Mémorial
de Cécile Wajsbrot

critiqué par Magdalili, le 19 janvier 2006
(Bordeaux - 39 ans)


La note:  étoiles
Le harfang des neiges vole vers son passé.
Pour ceux qui les fresques animalières rebuteraient, je précise : le harfang des neiges, chouette nordique, n'est pas le protagoniste du roman. Il ne fait que survoler subrepticement le récit...

Par intermittence seulement, Cécile Wajsbrot nous projette l'image de ce grand oiseau. C'est une bouffée d'air glacial, qui vient de l'Arctique, qui s'intercale entre certains moments de son récit. Cela surprend. Cela nous prend. Cela coupe le souffle. On visualise un vaste espace blanc, sur lequel un formidable oiseau déploit ses ailes.

Et puis, l'on retourne à la réalité, dans un monde plus obscur, où l'homme bénéficie de moins d'aisance, de moins d'espace que le harfang des neiges. Mais la narratrice -Cécile Wajsbrot- tente d'aménager son propre environnement et creuse au plus profond de ses racines. On la sent contrainte par le carcan de ses antécédents familiaux. Tourmentée par des voix du passé qui s'enchaînent bribes par bribes.

C'est un livre sur le legs générationnel, sur l' "hérédité" de la mémoire... C'est un livre sur le déracinement. Mais aussi, sur l'entreprise individuelle de partir à la découverte de lieux qui résonnent en nous sans même qu'on ne les aie jamais vus : Cécile Wajsbrot part à la découverte de Kielce, d'où sont originaires les siens.

On ne tombe jamais ni dans la plainte, ni dans la complainte doucereuse de la bonne voyageuse qui part à la recherche des ses origines. La plume est sensible, mais reste franche. Il y a de la finesse et de la justesse dans le ton. On s'envole avec le harfang des neiges, on fait le voyage jusqu'en Pologne... Le rythme nous emporte, et nous hypnotise. A tel point que je continuais parfois de lire tout en étant absente, tout en me perdant dans mes propres réflexions.
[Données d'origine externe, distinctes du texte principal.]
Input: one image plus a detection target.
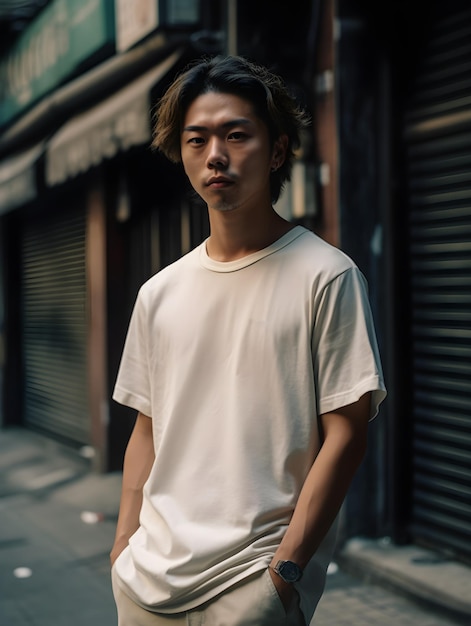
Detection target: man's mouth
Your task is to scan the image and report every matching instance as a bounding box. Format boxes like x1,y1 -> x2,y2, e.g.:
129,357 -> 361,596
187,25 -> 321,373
206,176 -> 234,188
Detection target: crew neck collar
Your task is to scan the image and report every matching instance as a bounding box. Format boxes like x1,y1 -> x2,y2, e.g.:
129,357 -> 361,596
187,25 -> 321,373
200,226 -> 307,272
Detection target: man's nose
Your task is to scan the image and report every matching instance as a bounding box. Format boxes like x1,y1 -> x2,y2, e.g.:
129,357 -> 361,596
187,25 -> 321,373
207,137 -> 228,169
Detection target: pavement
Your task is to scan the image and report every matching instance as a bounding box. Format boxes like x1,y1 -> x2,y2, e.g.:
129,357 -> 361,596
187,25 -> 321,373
0,428 -> 471,626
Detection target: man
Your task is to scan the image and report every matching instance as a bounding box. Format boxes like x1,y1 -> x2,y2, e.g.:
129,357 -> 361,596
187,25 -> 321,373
111,57 -> 386,626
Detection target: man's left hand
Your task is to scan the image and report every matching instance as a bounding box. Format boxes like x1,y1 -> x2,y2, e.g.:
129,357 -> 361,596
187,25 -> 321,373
268,567 -> 297,613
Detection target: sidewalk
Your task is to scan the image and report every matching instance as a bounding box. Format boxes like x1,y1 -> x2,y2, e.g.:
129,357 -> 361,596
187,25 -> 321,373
0,429 -> 471,626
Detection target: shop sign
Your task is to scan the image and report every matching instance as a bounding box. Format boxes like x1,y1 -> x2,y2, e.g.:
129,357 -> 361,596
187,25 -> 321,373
115,0 -> 200,52
0,0 -> 114,125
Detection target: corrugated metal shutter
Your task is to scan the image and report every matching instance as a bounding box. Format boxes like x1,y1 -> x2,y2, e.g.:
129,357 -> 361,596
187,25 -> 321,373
22,209 -> 90,443
405,11 -> 471,559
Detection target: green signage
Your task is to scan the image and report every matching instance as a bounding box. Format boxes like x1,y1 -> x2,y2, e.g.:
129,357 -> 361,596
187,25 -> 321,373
0,0 -> 114,125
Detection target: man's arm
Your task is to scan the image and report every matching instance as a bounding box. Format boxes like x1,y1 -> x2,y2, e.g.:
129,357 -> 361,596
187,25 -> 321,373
110,413 -> 155,565
270,393 -> 371,606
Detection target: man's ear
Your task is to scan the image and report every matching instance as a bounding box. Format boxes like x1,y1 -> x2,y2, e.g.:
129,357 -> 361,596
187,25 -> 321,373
271,135 -> 288,171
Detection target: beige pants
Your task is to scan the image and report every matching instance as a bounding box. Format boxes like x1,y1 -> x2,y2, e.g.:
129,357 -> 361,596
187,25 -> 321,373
112,569 -> 306,626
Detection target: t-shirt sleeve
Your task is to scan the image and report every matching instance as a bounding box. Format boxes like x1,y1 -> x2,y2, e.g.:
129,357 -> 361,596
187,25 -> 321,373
312,267 -> 386,419
113,292 -> 152,417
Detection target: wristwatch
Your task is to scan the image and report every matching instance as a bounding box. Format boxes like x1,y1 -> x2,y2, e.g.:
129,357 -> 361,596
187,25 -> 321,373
273,561 -> 303,583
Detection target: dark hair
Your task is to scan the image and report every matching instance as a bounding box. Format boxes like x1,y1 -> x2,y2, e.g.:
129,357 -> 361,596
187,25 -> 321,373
152,56 -> 308,202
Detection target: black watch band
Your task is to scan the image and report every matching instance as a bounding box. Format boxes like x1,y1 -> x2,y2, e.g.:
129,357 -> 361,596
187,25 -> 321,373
273,561 -> 303,583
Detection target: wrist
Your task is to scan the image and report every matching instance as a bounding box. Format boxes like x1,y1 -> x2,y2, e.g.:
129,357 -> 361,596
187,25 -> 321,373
270,559 -> 303,584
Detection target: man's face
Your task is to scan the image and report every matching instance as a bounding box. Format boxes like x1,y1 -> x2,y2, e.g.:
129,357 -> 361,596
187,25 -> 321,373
181,92 -> 274,211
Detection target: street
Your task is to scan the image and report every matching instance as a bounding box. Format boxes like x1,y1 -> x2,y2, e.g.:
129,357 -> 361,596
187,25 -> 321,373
0,430 -> 463,626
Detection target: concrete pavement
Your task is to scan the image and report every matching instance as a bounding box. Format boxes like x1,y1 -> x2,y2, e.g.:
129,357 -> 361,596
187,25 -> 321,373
0,429 -> 471,626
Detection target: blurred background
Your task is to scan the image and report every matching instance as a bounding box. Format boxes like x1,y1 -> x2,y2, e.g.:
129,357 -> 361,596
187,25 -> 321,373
0,0 -> 471,624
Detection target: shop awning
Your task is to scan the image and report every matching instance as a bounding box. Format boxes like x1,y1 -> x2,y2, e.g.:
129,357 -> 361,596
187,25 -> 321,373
0,142 -> 44,215
45,51 -> 182,187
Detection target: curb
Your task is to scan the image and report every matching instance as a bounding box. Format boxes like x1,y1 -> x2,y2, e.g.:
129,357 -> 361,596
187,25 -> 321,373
336,538 -> 471,625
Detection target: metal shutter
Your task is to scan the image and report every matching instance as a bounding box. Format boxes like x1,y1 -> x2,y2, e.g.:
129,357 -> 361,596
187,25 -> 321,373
22,210 -> 90,444
405,11 -> 471,559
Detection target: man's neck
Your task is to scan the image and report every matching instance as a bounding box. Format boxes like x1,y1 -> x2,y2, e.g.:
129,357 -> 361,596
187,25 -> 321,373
207,207 -> 293,262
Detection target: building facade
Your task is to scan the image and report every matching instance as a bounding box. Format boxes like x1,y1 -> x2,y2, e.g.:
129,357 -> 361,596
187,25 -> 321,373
0,0 -> 471,560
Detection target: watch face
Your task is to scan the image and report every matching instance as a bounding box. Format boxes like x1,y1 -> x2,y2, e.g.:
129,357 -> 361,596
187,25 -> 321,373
279,561 -> 301,583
C'est un livre à relire. Pour moi, c'est certain.

Je suppose toutefois qu'il ne passionnera pas ceux pour lesquels ces thèmes ne font pas écho. Cependant, même si ma propre histoire n'est pas du tout identique à celle de Cécile Wajsbrot, j'ai quand même retrouvé énormément de points communs...

Et s'il y avait une mémoire commune à toute l'humanité, ce besoin commun de dresser des mémoriaux pour ne pas se sentir déracinés ? Et si tous ces mêmes réflexes étaient inscrits en nous, de la même manière que les harfangs de neiges sont tous génétiquement programmés pour migrer ?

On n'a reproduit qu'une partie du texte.